Louisa et Isabeau sont dans la salle mitoyenne, plus calme, silencieuse. Penchée sur ses peintures d’eau marine, les cheveux de Louisa font office d’auréole dans la torpeur de ces après-midi trop chaudes. Nous déjeunons dans le jardin, entre les coquelicots, mais nous travaillons volets fermés. L’aquarelle sèche. Louisa regarde de ses yeux clairs les bleus mêlés des ciels et des océans qu’elle invente. Des fonds qui en promettent aux navires d’Anna.
Isabeau taille dans le plâtre et le papier arbres et ramettes. Nous sommes habités par la vision d’un hangar au port de commerce, un espace immense où s’empilent les paquets de papier, les « balles » dit-on, blanc sur blanc, sans un bruit. De tout ce qu’on veut dire, il y a peut-être d’abord cet instant-là. La pâte venue du Chili et du Brésil. Un petit pourcentage pour l’écriture, la majorité pour le reste. Violaine récupère des chutes, y grave des poèmes espagnols et les plie pour un faire des oiseaux qui s’envoleront à travers les ruelles de La Rochelle. Mélangeons discrètement magie poétique et commerce international. Petit pouvoir de pellicule.
J’entends encore le saxophone de Jérémy dans la cour. Hugo a tenté de tirer quelques notes, grand fil droit couronné de bouclettes. Un gars chouette. Didier Guerandelle, artiste peintre, a accepté de nous prêter l’espace de la petite chapelle où il expose pour enregistrer une musique. Jérémy joue pieds nus pendant que Géraldine filme et que je tiens le Tascam. Je me suis baladée dans les rues avec ce nouveau compagnon pour récupérer bruits de sonnettes, de vagues, de pas. C’est une grosse machine qui demande qu’on s’apprivoise. J’adapte.
Jérémy écoute les rushs et commente les textures, les tons, ce goût métallique que vous laissent certains crissements. L’écriture se tait pour quelques jours, que la trame son d’un film puisse se construire. Voyage multiple.
Deux nuits encore avant de revenir à la mer. La blanche Rochelle a occupé tout notre espace, et si j’ai hâte de voir notre film, je rêve d’un retour en pays Tortuga. C’est une chose qui vous prend vite ça, l’amour de la mer, le besoin d’être au large. On emportera nos images et nos sons comme des pirates. Butin chèrement gagné qu’on va monter en château 25 images/secondes.
Raconter des histoires et larguer les amarres : joli rythme de passage.
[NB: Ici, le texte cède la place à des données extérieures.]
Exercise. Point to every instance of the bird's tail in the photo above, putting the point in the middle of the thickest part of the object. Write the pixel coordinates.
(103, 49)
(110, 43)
On a eu du mal à le prendre les premiers jours, notre premier court métrage ne durera pas 10, ni 8, ni 5 minutes, mais 3. Géraldine et moi apprenons de nouvelles ficelles, aidées par Nikki, curatrice parisienne qui a coordonné l’organisation de cette première tentative, et d’autres bonnes étoiles.
Spéciale dédicace à l’association du Fonds Artistique de Recherche, où j’ai rencontré une Emma pétillante qui s’émerveille sans faiblir devant toutes les images d’archive de cette ville. Un bout de rocher devenu capitale marine, « Belle et rebelle » comme signature avant de passer à un plus humble « Belle et généreuse ».
Une cigarette électronique à la main, Emma s’adosse à une table de montage et me laisse admirer leur collection d’anciens caméscopes. Les rencontres sont encore ce qui nous ramène à terre. Vivre, et savourer.